The set of all positive integers is a poset with respect to divisibility, setting \(a\leq b\) whenever \(a\mid b\). In fact, this is a lattice: the supremum of \(a\) and \(b\) is \(\mathrm{lcm}(a,b)\) and the infimum of \(a\) and \(b\) is \(\gcd(a,b)\).

Example 3.3.12

Given a set \(S\), the power set of \(S\), meaning the set of all subsets of \(S\), is a poset with respect to containment, where the order is defined by \(A\leq B\) whenever \(A\subseteq B\). In fact, this is a lattice: the supremum of \(A\) and \(B\) is \(A\cup B\) and the infimum of \(A\) and \(B\) is \(A\cap B\).

Exercise 3.3.13

Show that the set of all subgroups of a group \(G\) is a poset with respect to containment, setting \(A \leq B\) if \(A \subseteq B\).

Lemma 3.3.14

The set of all subgroups of a group \(G\) is a lattice with respect to containment.

Proof

Let \(A\) and \(B\) be subgroups of \(G\). We need to prove that \(A\) and \(B\) have an infimum and a supremum. We claim that \(A \cap B\) is the infimum and \(\langle A, B \rangle\) is the supremum. First, these are both subgroups of \(G\), by Lemma 3.1.18 in the case \(A \cap B\) and by definition for the other. Moreover, \(A \cap B\) is a lower bound for \(A\) and \(B\) and \(\langle A, B \rangle\) is an upper bound by definition. Finally, if \(H \leq A\) and \(H \leq B\), then every element of \(h\) is in both \(A\) and \(B\), and thus it must be in \(A \cap B\), so \(H \leq A \cap B\). Similarly, if \(A \leq H\) and \(B \leq H\), then \(\langle A, B \rangle \subseteq H\).

Remark 3.3.15

The isomorphism \(\Psi\) in Theorem 3.3.6 satisfies the following property: if \(d_1\mid d_2\) then \(\Psi(d_1)\subseteq \Psi(d_2)\). In other words, \(\Psi\) preserves the poset structure. This means that \(\Psi\) is a lattice isomorphism between the lattice of divisors of \(|G|\) and the lattice of subgroups of \(G\). Of course the inverse map \(\Phi =\Psi^{-1}\) is also a lattice isomorphism.

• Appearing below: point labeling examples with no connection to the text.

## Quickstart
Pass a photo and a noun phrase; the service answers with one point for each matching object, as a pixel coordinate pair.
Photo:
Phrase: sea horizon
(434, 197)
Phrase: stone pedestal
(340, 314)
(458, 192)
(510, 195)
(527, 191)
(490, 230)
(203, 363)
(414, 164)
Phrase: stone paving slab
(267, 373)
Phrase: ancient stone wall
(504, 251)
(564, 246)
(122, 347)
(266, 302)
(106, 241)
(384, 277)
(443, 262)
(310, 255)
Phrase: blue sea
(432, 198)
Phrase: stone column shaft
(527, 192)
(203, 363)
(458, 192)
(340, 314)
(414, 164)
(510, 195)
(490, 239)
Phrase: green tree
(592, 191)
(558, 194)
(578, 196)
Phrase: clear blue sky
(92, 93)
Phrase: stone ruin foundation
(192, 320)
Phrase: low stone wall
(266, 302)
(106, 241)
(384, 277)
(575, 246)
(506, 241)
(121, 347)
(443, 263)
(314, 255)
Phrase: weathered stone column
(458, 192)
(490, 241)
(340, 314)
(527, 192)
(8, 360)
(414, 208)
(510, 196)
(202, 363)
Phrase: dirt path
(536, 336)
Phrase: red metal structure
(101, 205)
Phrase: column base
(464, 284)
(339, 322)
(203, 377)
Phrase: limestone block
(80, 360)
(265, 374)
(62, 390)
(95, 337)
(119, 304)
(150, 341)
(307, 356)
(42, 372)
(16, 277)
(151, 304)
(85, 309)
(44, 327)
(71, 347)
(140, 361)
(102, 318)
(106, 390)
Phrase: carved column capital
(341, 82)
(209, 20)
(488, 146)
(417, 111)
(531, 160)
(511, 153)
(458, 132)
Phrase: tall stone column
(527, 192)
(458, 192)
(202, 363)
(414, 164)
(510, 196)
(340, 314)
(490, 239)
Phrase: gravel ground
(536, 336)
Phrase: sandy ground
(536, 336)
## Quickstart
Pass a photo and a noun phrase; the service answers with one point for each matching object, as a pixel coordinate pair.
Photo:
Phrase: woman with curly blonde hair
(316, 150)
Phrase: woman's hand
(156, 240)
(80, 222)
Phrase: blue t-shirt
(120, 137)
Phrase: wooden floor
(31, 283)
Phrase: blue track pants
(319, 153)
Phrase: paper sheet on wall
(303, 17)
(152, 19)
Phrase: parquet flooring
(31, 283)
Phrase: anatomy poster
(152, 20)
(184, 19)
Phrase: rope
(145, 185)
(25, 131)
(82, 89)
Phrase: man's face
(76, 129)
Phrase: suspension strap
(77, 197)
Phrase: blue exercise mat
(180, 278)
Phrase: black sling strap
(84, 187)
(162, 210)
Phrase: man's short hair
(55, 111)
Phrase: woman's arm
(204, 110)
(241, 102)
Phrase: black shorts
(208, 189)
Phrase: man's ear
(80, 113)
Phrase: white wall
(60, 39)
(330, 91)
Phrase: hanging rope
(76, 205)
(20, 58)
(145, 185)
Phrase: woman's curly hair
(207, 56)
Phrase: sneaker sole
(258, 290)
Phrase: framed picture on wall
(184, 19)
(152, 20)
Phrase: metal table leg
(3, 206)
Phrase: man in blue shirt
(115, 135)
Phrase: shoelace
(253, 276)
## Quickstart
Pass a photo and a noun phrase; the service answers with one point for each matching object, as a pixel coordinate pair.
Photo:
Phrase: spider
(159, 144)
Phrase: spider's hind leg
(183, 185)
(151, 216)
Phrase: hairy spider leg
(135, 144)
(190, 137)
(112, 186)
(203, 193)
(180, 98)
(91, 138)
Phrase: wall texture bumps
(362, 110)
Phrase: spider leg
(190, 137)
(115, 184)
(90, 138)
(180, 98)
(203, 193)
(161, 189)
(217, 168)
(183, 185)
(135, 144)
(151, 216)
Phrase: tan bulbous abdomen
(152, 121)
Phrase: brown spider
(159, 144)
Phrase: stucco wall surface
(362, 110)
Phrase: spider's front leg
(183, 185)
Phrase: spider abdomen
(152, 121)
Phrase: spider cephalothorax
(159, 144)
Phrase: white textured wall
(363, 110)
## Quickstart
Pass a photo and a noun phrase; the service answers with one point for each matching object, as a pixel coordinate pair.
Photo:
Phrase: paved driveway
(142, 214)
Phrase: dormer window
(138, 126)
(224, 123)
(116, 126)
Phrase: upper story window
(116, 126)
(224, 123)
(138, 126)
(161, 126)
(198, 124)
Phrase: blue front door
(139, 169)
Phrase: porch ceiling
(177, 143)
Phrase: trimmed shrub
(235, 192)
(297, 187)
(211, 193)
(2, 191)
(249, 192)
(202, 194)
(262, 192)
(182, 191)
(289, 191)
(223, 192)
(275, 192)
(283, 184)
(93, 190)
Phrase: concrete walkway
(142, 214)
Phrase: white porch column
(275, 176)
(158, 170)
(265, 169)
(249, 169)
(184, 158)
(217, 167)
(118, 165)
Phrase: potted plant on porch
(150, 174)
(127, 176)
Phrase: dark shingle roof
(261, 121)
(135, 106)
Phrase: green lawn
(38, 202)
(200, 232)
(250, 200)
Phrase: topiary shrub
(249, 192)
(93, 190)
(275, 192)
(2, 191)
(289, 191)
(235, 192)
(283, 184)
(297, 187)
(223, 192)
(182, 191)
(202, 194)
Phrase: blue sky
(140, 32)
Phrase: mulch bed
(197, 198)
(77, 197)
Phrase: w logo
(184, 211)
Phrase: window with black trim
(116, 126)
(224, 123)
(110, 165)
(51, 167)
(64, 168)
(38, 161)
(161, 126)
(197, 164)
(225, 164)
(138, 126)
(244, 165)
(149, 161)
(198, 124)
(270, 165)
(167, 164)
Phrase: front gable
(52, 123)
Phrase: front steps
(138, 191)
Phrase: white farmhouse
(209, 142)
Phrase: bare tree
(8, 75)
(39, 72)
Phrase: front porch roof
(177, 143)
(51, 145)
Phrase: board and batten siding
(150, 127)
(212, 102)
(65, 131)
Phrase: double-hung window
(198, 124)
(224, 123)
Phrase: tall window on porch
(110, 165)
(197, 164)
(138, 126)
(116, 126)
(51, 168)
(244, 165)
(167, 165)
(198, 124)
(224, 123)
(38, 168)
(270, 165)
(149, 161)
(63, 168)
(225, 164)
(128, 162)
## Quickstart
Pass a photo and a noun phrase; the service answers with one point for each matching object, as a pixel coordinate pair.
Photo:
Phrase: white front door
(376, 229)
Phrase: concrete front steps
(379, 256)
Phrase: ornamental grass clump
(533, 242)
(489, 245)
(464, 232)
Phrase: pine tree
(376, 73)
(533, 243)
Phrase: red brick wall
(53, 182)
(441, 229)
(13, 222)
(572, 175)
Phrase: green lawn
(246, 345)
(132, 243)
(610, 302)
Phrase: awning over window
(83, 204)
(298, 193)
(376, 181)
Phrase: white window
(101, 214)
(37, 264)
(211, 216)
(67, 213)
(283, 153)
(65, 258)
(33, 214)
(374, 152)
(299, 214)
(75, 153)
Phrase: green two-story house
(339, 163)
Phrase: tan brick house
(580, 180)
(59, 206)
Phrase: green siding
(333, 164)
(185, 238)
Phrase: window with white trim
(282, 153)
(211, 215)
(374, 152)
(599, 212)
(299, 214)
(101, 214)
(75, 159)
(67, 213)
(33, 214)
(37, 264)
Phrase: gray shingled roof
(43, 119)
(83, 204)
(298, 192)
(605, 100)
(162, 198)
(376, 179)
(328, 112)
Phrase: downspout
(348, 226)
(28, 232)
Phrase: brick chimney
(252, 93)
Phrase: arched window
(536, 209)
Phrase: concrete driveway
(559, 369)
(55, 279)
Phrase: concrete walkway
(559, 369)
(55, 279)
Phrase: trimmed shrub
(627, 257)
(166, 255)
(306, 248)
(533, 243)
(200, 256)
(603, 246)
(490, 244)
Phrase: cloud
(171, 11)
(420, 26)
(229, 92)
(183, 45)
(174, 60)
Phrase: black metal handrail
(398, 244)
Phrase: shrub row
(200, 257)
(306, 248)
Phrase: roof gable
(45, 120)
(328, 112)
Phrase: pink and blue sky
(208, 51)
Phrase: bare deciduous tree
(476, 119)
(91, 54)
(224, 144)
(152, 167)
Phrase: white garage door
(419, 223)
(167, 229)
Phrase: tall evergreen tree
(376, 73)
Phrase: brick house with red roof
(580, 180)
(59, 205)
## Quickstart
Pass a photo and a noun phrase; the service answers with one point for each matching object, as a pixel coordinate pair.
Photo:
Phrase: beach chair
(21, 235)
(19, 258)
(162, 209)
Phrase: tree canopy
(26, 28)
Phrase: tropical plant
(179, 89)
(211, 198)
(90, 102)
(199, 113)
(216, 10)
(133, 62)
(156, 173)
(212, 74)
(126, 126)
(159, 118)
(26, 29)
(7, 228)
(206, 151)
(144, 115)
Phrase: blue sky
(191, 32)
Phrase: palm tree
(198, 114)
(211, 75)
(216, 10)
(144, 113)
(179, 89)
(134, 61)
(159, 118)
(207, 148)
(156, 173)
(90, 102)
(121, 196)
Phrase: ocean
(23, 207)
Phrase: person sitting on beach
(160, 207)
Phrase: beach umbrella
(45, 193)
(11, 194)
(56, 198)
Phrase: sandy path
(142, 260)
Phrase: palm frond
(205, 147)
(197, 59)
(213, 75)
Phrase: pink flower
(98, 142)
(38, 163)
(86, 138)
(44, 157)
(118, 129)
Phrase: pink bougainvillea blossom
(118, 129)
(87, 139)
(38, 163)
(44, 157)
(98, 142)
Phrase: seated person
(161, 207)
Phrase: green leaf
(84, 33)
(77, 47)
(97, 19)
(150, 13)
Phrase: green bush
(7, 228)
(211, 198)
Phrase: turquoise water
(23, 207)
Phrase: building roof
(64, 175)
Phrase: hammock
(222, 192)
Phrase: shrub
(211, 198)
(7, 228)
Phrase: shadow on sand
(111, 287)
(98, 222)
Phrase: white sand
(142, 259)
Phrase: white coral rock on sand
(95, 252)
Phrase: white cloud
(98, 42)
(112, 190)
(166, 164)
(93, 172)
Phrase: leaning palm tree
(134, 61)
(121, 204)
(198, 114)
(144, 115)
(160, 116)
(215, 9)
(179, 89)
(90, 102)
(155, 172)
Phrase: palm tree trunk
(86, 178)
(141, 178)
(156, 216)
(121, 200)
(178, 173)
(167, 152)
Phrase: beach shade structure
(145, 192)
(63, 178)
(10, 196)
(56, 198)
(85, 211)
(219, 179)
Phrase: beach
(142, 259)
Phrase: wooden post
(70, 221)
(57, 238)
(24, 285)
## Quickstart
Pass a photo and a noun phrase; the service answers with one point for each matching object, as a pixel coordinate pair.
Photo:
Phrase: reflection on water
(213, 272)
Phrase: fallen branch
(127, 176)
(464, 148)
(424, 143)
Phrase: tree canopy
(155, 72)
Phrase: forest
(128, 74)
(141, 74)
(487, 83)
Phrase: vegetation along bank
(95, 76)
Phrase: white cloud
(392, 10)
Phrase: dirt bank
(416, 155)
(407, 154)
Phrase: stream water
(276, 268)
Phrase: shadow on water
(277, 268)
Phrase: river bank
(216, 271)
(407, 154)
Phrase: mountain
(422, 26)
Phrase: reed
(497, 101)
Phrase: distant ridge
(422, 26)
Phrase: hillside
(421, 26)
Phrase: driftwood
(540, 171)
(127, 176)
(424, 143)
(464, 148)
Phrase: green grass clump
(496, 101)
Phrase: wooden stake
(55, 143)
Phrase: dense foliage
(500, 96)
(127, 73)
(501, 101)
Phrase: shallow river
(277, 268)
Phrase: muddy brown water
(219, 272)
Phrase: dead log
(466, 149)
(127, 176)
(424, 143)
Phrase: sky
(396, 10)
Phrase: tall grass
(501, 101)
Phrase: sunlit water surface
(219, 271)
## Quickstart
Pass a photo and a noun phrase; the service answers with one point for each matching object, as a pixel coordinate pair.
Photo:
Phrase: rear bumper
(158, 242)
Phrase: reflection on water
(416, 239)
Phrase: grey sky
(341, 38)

Lemma 3.3.16 (Universal Mapping Property of a Cyclic Group)

Let \(G = \langle x \rangle\) be a cyclic group and let \(H\) be any other group.

  1. If \(|x| = n < \infty\), then for each \(y \in H\) such that \(y^n = e\), there exists a unique group homomorphism \(f\!: G \to H\) such that \(f(x) = y\).
  2. If \(|x| = \infty\), then for each \(y \in H\), there exists a unique group homomorphism \(f\!: G \to H\) such that \(f(x) = y\).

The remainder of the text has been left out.